Suspiró hondo y miró el reloj. Aún había tiempo para contestar la carta de Alaí antes de que llegara lord Westfall. Más valía que se distrajera con algo si no quería que la desesperación se la tragara entera.


Peter galopó hasta un lago en medio de Hyde Park y detuvo en seco a la yegua tirando de las riendas. Retirándose el sombrero de la frente, miró el agua, ceñudo, mientras el caballo saciaba su sed. La conducta de Nina aquella mañana aún lo tenía perplejo. Se había ofrecido a llevarla al parque como ella le había pedido la noche anterior, pero ella lo había mirado de una manera extraña y le había preguntado, con aquella voz dulce que la caracterizaba, si no tenía un compromiso previo. Cuando él le había contestado que su cita se había anulado, Nina se lo había quedado mirando un buen rato y después, muy educadamente, había rechazado la invitación alegando un dolor de cabeza.

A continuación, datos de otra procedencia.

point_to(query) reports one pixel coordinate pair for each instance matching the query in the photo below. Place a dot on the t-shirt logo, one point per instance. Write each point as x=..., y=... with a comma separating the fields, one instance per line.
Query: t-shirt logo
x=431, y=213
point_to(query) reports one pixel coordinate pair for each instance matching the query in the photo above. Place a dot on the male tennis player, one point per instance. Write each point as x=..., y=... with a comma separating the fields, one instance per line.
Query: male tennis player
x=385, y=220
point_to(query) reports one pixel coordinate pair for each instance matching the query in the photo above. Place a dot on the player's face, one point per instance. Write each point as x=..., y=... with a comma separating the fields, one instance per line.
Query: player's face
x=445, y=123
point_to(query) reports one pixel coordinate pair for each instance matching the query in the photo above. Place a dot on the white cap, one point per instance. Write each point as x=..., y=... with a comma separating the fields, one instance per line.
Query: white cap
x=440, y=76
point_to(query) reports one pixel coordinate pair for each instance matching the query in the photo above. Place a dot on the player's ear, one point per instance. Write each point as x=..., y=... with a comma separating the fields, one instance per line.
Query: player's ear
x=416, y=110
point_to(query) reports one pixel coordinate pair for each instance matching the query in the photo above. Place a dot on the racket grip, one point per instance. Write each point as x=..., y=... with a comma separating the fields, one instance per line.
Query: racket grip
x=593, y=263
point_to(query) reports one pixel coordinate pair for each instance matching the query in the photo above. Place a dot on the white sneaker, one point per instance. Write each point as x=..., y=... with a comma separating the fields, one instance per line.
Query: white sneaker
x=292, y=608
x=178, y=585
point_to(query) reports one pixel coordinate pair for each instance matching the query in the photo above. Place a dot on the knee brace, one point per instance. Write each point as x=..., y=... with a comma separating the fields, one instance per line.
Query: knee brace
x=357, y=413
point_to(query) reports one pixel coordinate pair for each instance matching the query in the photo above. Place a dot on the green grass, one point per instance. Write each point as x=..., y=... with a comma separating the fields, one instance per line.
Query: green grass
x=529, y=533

No le dolía la cabeza. Más bien la perturbaba extraordinariamente su invitación, eso había quedado claro. Ella había entendido su gesto de reconciliación como algo de lo más abominable. A él le había molestado tanto que había decidido irse solo al parque, algo, reflexionó, tan inusual como aburrido. Y no era porque no tuviese una montaña de trabajo esperándolo, ni un discurso que preparar para la Cámara de los Lores. Daría media vuelta, decidió, y regresaría a casa.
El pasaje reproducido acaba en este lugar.